Some people refuse to participate. One man encountered by outreach workers during this year's count didn't want to be counted but did take the information being handed out. The people who say no don't disappear from the problem; they just disappear from the data.
The county is also still grappling with the structural conditions that produce homelessness in the first place. Overway has previously noted he's not surprised by homelessness figures in Collier given that it is considered the second richest county in the state. High wealth and high costs of living exist side by side, and the gap between them is where homelessness lives.
🔭 What's Actually Working
The veteran numbers are the clearest evidence that targeted, well-funded services produce results. Programs specifically designed to connect veterans with housing vouchers, case management, and wraparound support have moved the needle from 40 to 12 in a single year in Collier County.

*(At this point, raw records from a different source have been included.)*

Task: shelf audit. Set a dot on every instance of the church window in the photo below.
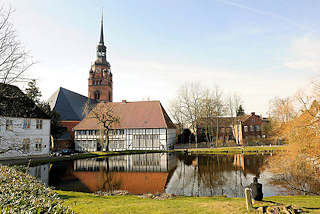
(97, 95)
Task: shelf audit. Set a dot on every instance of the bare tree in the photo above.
(234, 101)
(105, 116)
(213, 107)
(14, 59)
(186, 108)
(219, 108)
(282, 109)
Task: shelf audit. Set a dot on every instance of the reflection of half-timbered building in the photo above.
(138, 174)
(143, 125)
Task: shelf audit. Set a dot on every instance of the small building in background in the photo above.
(240, 130)
(143, 125)
(24, 127)
(250, 128)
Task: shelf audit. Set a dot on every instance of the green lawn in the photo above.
(89, 203)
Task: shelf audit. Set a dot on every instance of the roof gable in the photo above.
(144, 114)
(14, 103)
(68, 104)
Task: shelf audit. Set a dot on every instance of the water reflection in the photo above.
(179, 174)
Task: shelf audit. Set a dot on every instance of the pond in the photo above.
(176, 173)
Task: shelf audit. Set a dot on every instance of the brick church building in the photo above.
(100, 76)
(70, 105)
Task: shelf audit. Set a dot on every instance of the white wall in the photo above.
(151, 139)
(11, 141)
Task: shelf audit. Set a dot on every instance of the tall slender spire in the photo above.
(101, 31)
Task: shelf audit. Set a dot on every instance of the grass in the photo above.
(89, 203)
(237, 150)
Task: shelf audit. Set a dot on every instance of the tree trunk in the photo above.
(217, 132)
(107, 139)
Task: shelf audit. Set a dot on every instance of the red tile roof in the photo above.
(143, 114)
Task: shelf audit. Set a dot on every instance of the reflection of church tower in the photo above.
(100, 76)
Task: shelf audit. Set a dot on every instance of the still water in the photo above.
(179, 174)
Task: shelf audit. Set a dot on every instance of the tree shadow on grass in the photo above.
(65, 197)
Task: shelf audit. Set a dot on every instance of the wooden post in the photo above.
(247, 193)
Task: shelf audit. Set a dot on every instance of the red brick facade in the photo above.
(100, 83)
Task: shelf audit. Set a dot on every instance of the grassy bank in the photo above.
(237, 150)
(89, 203)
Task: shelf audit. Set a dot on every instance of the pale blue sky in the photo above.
(258, 49)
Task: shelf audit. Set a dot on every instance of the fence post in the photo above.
(247, 193)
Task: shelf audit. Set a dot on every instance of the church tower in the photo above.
(100, 76)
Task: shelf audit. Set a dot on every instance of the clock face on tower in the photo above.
(101, 54)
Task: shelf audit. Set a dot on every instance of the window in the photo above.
(97, 95)
(26, 145)
(26, 123)
(38, 146)
(9, 125)
(39, 124)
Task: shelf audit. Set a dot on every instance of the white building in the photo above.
(24, 127)
(142, 125)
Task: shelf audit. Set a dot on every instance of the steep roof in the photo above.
(14, 103)
(68, 104)
(143, 114)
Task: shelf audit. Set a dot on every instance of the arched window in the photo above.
(97, 95)
(109, 95)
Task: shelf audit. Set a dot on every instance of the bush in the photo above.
(22, 193)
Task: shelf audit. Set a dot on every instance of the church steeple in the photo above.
(100, 84)
(101, 48)
(101, 31)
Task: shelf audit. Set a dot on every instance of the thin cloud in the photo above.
(266, 13)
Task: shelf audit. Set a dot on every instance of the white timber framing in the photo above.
(127, 139)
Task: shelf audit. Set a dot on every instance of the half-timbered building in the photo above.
(143, 125)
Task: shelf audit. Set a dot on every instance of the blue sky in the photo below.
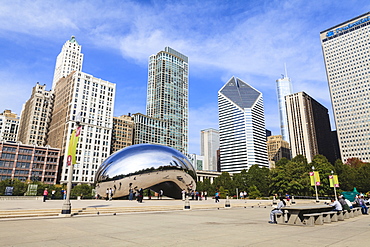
(248, 39)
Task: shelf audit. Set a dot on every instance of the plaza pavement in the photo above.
(212, 225)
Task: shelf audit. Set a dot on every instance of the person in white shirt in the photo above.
(336, 204)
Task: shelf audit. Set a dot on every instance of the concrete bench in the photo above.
(340, 215)
(330, 216)
(313, 219)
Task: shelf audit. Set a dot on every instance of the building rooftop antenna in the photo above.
(286, 72)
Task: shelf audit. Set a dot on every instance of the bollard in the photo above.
(187, 204)
(227, 202)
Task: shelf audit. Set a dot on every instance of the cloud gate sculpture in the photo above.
(146, 166)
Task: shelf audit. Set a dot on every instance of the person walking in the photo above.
(130, 194)
(46, 193)
(217, 197)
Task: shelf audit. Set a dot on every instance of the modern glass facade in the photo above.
(167, 97)
(283, 88)
(210, 143)
(242, 127)
(346, 52)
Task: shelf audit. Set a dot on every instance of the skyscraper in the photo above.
(309, 127)
(36, 116)
(91, 98)
(167, 97)
(277, 148)
(242, 127)
(122, 133)
(9, 123)
(69, 59)
(210, 143)
(346, 55)
(150, 130)
(283, 88)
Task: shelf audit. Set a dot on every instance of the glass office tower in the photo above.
(242, 127)
(283, 88)
(167, 97)
(346, 53)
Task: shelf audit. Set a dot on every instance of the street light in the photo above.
(71, 160)
(314, 180)
(335, 191)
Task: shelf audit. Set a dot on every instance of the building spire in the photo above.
(286, 72)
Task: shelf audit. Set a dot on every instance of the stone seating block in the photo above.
(313, 219)
(329, 217)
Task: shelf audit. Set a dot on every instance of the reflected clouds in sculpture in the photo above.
(146, 166)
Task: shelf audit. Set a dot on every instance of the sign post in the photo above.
(333, 179)
(315, 180)
(71, 160)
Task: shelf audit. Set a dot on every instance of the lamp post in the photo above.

The county is nearing what Continuum of Care officials describe as a major achievement in effectively ending veteran homelessness locally.

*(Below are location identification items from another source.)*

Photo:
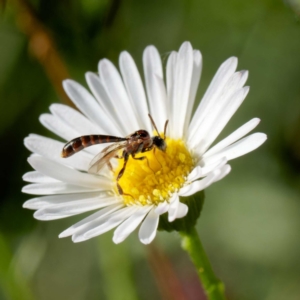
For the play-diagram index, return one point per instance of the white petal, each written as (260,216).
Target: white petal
(162,208)
(156,91)
(213,93)
(173,207)
(68,175)
(74,119)
(98,227)
(170,73)
(46,201)
(237,149)
(195,174)
(198,185)
(109,117)
(211,167)
(223,172)
(95,216)
(197,69)
(182,210)
(51,149)
(135,90)
(199,172)
(37,177)
(57,126)
(115,89)
(231,91)
(128,226)
(71,208)
(148,228)
(233,137)
(84,101)
(181,89)
(214,128)
(55,188)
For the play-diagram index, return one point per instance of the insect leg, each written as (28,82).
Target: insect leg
(110,165)
(142,158)
(120,190)
(156,157)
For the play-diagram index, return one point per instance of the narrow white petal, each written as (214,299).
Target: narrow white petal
(198,185)
(148,228)
(115,89)
(71,208)
(213,93)
(237,149)
(98,227)
(195,174)
(204,171)
(37,177)
(173,208)
(213,129)
(197,69)
(162,208)
(84,101)
(67,175)
(128,226)
(91,218)
(55,188)
(156,91)
(46,201)
(57,126)
(51,149)
(182,210)
(233,137)
(181,89)
(211,167)
(135,90)
(74,119)
(170,73)
(225,170)
(110,117)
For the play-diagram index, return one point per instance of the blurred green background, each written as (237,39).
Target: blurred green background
(251,220)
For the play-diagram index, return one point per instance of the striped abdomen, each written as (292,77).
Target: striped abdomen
(84,141)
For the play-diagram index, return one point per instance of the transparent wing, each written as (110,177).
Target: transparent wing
(102,158)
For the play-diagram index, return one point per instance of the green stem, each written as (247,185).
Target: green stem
(212,286)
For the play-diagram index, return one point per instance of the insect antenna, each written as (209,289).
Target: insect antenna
(165,129)
(152,121)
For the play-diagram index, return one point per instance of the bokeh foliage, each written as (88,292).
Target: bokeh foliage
(250,222)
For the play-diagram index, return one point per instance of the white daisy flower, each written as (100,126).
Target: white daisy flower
(118,106)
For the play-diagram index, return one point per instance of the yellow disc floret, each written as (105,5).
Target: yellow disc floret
(155,179)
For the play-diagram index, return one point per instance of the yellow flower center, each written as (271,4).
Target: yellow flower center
(156,178)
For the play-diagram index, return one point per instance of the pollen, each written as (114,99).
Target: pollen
(155,178)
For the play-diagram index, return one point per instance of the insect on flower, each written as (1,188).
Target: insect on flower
(138,142)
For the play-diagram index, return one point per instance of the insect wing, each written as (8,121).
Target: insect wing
(101,159)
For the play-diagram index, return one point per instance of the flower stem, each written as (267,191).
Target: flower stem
(212,286)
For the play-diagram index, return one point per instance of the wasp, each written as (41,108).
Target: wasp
(138,142)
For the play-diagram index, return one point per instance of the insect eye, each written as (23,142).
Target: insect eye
(143,134)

The broader question is whether that same targeted energy can be applied to the growing population of newly homeless elderly residents and families, people whose path to the street was economic, not addiction-driven, and whose path back to stability is in theory shorter if the resources meet them in time.
A 43% drop in the headline count is real progress. Collier County's outreach workers, shelter operators, and nonprofit partners put in the work that produced it. That work deserves recognition.
The asterisk is not an argument against celebrating. It's an argument for not stopping.